The following forum(s) are migrating to a new home on Microsoft Q&A (Preview): Azure Service Fabric!

Ask new questions on Microsoft Q&A (Preview).
Interact with existing posts until December 13, 2019, after which content will be closed to all new and existing posts.

Learn More

Service Fabric HA (standalone) RRS feed

  • Question

  • Last week I've tried to upgrade one of the test, standalone SF clusters consisting of 3 nodes.

    It was at 6.5.639 (initial 6.5 release) and i tried to upgrade it to 6.5.664.

    The Copy-ServiceFabricClusterPackage failed and I decided to restart node 0.

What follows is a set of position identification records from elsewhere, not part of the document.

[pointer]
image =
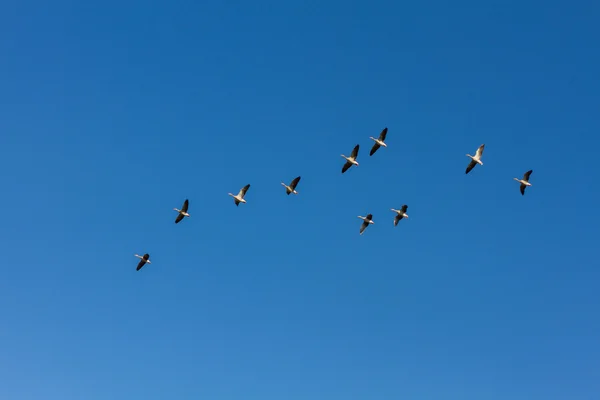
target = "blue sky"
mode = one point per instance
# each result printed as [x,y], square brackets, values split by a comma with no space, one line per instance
[112,113]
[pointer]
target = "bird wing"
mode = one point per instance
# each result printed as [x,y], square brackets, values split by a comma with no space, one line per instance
[375,147]
[471,165]
[346,166]
[363,227]
[186,204]
[295,182]
[480,151]
[243,191]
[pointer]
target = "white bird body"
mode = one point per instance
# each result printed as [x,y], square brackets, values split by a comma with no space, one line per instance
[183,212]
[524,182]
[239,198]
[400,214]
[145,259]
[292,187]
[141,258]
[368,220]
[476,159]
[350,161]
[289,189]
[379,142]
[521,181]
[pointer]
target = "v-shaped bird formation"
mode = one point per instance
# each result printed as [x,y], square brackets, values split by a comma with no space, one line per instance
[350,161]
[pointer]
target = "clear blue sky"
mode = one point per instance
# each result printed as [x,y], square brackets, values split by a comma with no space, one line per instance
[112,113]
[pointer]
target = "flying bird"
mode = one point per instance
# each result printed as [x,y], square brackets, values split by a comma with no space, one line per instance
[525,181]
[292,187]
[350,161]
[476,159]
[145,259]
[378,142]
[183,212]
[401,213]
[366,222]
[239,198]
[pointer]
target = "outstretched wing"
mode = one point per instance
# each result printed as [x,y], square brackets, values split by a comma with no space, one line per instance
[295,182]
[375,147]
[346,166]
[471,165]
[143,261]
[186,204]
[480,151]
[243,191]
[363,227]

    After restart the node 0 never went back to the cluster.

    As it is a test cluster I'm not going to spend too much time investigating the question why does it fail. I hoped I'd be able to add another node and then remove the faulty one. But adding a node to faulty cluster (2 nodes available, one down) failed too.

    I was able to successfully add node to 3 nodes cluster earlier (but the cluster was healthy that time)

    The question is - is adding a node to a cluster with less then 3 nodes supported?

    Is that the reason why production cluster must have at least 5 nodes?

    Tuesday, September 17, 2019 8:22 PM

All replies

  • Yes, you can add node to a cluster with less than 3 nodes depending on the kind of workloads. Please note that add/remove node functionality is not supported in local development clusters.

    Please refer to the similar stackoverflow post:

    Here is the document to add a new node to an existing standalone cluster

    Please try the steps in the document above and let me know if it resolves the issues. If not, I can dig deeper.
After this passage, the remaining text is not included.